Dans les gigantesques bidonvilles des pays en développement, comme dans les beaux quartiers des villes des pays développés, les opportunités d’accès aux commodités reflètent les vicissitudes de la condition urbaine. Une offre déficiente dégrade la dignité humaine. Une offre ajustée révèle le génie humain.
Les problèmes affectent marginalement une civilisation paysanne, mais ils touchent frontalement une civilisation urbaine. Historiquement les paysans ont toujours eu leur sensibilité, leurs contraintes sanitaires et environnementales. Le sujet des toilettes naît cependant de la densité et de la proximité caractéristiques de la ville.

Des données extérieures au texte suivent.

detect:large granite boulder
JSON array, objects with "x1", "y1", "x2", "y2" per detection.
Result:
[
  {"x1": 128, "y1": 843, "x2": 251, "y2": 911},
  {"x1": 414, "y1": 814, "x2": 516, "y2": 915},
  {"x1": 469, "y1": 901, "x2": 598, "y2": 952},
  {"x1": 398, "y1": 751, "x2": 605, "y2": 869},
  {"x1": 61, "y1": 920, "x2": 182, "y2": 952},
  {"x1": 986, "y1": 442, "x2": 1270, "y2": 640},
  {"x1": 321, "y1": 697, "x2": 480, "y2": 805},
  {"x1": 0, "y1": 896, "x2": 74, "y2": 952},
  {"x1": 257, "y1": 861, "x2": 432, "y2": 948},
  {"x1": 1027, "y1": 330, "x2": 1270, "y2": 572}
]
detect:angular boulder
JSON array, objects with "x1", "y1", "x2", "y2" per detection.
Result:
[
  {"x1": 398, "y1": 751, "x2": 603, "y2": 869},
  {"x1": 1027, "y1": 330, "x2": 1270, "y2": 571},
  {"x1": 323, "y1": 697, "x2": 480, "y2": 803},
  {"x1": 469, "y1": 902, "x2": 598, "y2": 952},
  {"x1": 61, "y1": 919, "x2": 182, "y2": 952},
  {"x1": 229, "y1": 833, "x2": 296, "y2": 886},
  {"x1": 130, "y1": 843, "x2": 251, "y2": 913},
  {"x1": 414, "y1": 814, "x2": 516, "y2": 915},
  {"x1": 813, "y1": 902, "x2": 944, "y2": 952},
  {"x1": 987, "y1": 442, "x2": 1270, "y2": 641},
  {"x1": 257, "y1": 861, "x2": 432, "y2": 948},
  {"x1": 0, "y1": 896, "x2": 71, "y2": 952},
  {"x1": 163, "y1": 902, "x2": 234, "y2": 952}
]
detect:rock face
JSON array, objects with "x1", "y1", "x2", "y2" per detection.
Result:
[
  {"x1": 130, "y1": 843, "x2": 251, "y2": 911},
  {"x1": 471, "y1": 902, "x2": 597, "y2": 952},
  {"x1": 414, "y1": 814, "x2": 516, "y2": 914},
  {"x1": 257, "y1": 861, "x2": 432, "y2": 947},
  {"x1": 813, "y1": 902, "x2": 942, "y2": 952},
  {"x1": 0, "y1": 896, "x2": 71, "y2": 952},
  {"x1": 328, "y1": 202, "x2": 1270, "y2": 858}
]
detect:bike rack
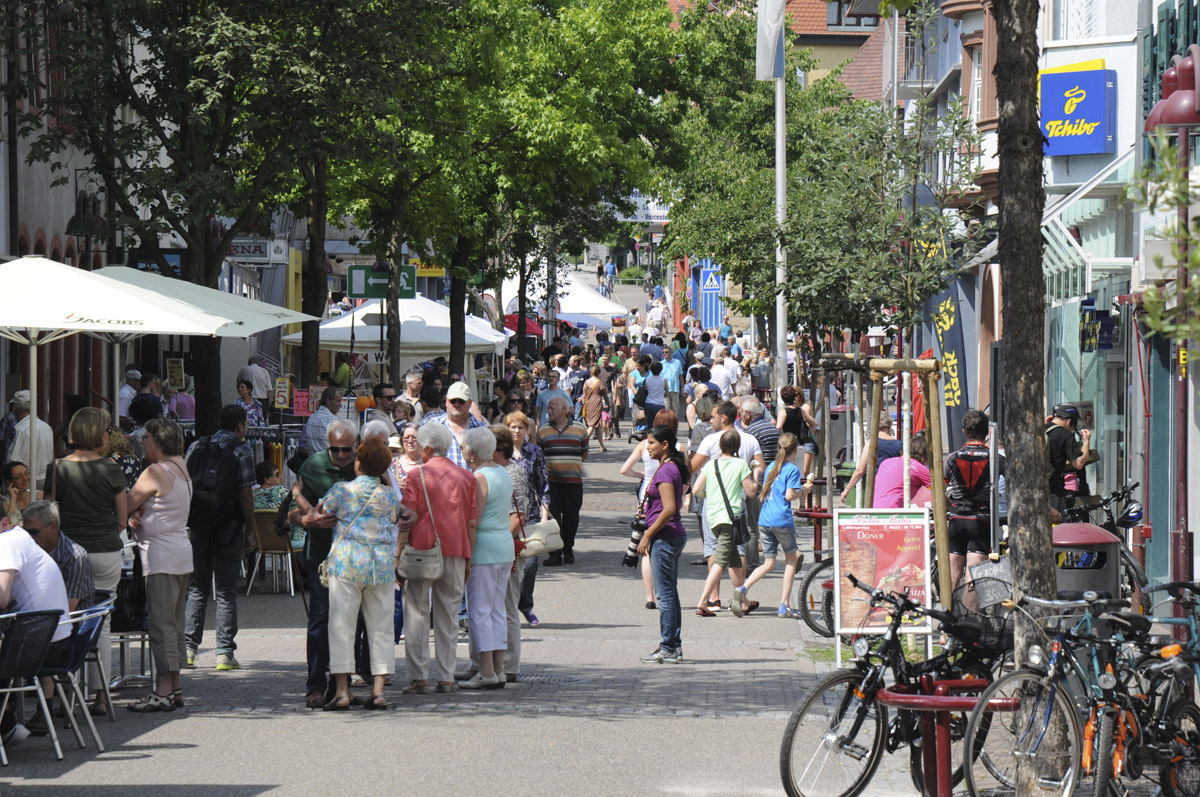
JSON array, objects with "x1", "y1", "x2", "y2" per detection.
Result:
[
  {"x1": 877, "y1": 676, "x2": 1016, "y2": 797},
  {"x1": 792, "y1": 508, "x2": 833, "y2": 563}
]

Les pays riches, historiquement affligés par la typhoïde et le choléra, sont désormais très bien pourvus dans l’univers privé. Les toilettes sont partout dans les immeubles et les maisons. Elles utilisent de gigantesques quantités d’eau, souvent potable, ce qui confine au gaspillage. En revanche leur manque est patent dans l’espace public. Ces carences accentuent les inégalités, entre sexes et entre âges, entre nantis et démunis, entre mobiles et sédentaires. Dans les pays pauvres, elles demeurent souvent absentes des habitations, notamment dans les bidonvilles. Les besoins se soulagent dans l’espace public. Tout ceci rend les eaux impropres et entraîne des maladies graves.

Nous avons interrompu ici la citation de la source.